Scott was already a bit thrown off when his ball moved between a practice shot and Scott walking to the hole around the seventh green. Scott let his head work ahead and, like a football receiver that starts to run up field before he actually catches the ball, let his focus go from winning the Open.
It cost him dearly.
We could not have known at the time that the winning score would settle at seven-under, but Tiger’s thought process around his impossible bunker shot on the sixth green was really puzzling for someone of his course intelligence.
Woods approach pretty much landed directly at the base of one of those big turf walls that are a staple of links golf. While they scrambled on ESPN to explain his options in getting out, Woods chose to try and play his buried shot out on the green and missed.

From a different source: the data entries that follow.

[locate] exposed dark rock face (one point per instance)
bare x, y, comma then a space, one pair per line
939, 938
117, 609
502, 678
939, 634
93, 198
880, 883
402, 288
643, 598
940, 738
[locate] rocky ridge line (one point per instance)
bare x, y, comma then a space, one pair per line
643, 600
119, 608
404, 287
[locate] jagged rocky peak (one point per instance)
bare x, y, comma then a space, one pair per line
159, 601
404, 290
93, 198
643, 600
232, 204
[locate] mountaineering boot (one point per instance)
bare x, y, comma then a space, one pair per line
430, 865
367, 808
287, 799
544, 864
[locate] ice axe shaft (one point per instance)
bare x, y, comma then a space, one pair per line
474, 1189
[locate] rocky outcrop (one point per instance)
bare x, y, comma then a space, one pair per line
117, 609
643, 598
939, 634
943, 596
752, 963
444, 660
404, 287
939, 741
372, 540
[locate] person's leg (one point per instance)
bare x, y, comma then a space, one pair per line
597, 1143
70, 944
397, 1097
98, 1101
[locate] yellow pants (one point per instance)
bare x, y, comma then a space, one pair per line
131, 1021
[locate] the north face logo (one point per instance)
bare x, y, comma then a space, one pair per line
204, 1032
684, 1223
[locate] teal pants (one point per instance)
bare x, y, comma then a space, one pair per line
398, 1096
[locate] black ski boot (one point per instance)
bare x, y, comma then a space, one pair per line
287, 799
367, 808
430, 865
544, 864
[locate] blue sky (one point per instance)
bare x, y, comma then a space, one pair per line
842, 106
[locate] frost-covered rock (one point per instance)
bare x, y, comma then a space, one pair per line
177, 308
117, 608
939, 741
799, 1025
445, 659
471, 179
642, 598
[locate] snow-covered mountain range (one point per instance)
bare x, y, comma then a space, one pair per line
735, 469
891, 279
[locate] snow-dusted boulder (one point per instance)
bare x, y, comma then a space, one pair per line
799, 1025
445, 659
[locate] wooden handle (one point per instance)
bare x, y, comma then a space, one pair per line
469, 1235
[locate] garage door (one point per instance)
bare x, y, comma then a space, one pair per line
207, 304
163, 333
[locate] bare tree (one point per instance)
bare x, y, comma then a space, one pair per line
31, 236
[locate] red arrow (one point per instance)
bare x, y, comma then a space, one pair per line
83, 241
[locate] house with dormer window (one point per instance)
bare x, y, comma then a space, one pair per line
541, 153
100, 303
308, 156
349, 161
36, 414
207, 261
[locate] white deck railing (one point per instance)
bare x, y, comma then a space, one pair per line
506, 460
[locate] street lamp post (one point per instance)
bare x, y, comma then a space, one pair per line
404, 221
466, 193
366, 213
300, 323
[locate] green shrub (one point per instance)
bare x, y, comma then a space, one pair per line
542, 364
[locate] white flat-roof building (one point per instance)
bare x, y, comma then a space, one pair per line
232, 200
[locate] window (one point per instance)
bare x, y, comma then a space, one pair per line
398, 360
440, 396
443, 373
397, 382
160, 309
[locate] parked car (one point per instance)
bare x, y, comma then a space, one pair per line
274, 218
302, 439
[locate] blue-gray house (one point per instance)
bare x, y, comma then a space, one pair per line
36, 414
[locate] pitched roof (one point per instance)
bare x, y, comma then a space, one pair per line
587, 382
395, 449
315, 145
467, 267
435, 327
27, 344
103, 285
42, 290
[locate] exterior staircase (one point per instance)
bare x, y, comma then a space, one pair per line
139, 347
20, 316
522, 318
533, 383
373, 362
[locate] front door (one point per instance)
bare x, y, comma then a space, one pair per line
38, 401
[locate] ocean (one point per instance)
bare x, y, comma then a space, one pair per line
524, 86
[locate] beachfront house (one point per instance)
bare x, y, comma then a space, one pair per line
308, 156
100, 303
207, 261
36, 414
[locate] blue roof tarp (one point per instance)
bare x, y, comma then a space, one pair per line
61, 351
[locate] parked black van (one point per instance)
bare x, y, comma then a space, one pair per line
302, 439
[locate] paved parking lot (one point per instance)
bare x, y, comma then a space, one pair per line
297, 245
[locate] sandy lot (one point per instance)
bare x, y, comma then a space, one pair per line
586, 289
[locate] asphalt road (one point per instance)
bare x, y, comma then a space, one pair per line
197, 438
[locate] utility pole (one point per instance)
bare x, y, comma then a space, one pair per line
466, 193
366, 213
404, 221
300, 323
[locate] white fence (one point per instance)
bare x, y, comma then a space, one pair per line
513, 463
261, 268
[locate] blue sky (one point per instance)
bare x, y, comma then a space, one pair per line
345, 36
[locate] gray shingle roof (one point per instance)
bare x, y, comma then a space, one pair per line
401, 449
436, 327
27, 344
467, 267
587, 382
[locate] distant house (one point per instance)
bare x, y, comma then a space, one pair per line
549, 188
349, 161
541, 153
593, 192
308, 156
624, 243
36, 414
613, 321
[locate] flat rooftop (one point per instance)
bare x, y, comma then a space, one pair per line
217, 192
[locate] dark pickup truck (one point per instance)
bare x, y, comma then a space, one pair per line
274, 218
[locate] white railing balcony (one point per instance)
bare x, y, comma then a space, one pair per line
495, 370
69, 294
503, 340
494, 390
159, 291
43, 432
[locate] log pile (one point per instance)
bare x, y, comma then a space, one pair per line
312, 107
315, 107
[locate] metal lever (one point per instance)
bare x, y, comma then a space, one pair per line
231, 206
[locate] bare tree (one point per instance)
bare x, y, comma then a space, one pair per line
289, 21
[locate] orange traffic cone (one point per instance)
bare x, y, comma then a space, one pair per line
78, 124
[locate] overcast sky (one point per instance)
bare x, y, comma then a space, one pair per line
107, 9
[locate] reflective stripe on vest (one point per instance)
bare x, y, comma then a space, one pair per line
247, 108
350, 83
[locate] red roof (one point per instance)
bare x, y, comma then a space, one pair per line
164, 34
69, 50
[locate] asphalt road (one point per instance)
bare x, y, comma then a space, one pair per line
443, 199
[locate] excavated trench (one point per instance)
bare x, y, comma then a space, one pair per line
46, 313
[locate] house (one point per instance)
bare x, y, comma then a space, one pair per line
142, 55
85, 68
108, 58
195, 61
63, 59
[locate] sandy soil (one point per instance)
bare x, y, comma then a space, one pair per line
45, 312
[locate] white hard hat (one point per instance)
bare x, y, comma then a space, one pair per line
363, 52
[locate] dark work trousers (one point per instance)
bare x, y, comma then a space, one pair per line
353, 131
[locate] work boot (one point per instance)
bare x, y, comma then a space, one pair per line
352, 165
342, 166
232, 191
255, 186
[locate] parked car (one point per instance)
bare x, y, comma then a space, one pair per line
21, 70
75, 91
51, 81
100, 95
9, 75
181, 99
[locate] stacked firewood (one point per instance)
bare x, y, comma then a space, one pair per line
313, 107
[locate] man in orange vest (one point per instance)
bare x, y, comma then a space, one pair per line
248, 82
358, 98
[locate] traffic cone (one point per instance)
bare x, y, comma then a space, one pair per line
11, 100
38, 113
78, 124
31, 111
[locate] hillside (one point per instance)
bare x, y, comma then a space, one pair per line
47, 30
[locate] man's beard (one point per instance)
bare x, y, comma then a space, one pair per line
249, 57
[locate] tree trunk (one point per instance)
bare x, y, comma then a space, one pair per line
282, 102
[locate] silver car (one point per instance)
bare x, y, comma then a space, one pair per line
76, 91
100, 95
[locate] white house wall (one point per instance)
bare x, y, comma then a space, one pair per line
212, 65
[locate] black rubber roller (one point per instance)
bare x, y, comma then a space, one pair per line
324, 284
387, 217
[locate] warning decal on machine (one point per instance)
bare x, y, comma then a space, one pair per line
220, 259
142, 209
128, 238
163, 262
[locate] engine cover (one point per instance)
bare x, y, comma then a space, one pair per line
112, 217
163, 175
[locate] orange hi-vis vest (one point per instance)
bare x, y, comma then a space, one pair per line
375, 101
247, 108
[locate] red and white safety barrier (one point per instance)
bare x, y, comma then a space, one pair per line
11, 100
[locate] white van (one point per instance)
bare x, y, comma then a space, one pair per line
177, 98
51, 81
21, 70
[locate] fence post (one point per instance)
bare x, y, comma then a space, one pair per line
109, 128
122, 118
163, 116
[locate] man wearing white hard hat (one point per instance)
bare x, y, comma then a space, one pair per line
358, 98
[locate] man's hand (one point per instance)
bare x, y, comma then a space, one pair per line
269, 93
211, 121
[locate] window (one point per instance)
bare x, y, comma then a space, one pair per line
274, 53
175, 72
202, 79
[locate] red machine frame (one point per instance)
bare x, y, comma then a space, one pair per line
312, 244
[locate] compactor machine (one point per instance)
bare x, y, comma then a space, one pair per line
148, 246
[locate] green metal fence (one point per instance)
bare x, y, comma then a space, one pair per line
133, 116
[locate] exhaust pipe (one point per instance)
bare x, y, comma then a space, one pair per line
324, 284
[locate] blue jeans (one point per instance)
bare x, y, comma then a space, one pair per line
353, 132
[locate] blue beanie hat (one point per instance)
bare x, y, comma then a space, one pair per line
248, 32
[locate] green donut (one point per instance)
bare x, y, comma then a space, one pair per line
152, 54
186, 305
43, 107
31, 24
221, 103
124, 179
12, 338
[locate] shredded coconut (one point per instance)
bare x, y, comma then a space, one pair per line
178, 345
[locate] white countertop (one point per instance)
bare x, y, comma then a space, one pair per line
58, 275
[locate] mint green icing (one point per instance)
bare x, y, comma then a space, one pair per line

When he literally got on his knees on the grass to get the next shot out of a shorter corner of the same bunker, the ball initially did not clear the wall and came very close to staying in yet again.
Tiger’s concentration lapsed on the green and he never recovered from the three-putt triple bogey he scored.
When Graeme McDowell faced a similar shot about ten minutes later—McDowell’s ball did not plug like Tiger’s—McDowell hit his next shot backwards, while still staying in the bunker. His next shot from the bunker was clear of the obstruction and Graeme had a direct shot at the hole.
The fact that Tiger and his caddy never really thought of that or take the two club-length unplayable lie penalty that would have put the ball roughly where McDowell’s did is a surprise.
It might have even cost him the tournament.
The United Kingdom’s big three golfers, Luke Donald, Lee Westwood and Rory McIlroy were non-factors on the weekend in a blow for the British game and the Official World Golf Rankings.
While Donald snuck in the backdoor with a good result, he was 10 shots behind Sunday morning and was never a factor.
While Rory had a bad Friday to play himself out of contention, Westwood completely missed the cut.
We know that these three are among the world’s best, but the fact they have done so little this year when it really counts despite the computers saying they are the best in the world is saying something,
One of them—especially Donald—needs a stand-and-deliver moment on a weekend in a major soon or the perception of the ranking system starts to become pointless.
They need to get that Open Championship monkey off their back or continue to be eaten alive by the English press like mosquitoes in a mosh pit.
Els told anyone that would listen before his round started yesterday that he had a good feeling about the day.
Six shots behind a seemingly unflappable Scott, the notion seemed kind of silly. But on a day when the field went backwards, Els fired a 68 and won his fourth major.
You can thank the fine folks at Augusta National for lighting a major fire under Ernie’s pants. Out of the top-50 in the OWGR before the Masters, Els found himself on the outside looking in this spring. He increased his schedule and got his game back in marvelous shape, but failed to qualify when his bid to win the Shell Houston Open the week before.
When told that Augusta would not grant the exemption, he told anyone that listened he would not have accepted.
That was all the motivation the elder South African needed and, while not winning this year, his play got better and better. By the time he hit Royal Lytham, he was ready and had played himself into a position he was comfortable with to attack on Sunday.
While he really did need Scott to move back towards the field to have a chance, Els was the only pursuer to take full advantage. His 68 was the best score of anyone in the last five groups and his confident birdie putt on the last hole showed all of us never to take his game for granted.
While it really is impossible to say just who has been impacted most in the win column during the Tiger Woods era, you get the sense that at Els peak he would have won at least a Masters and probably another US Open.
While Woods three victories are quite an accomplishment, the resurgence of Els is the real comeback story.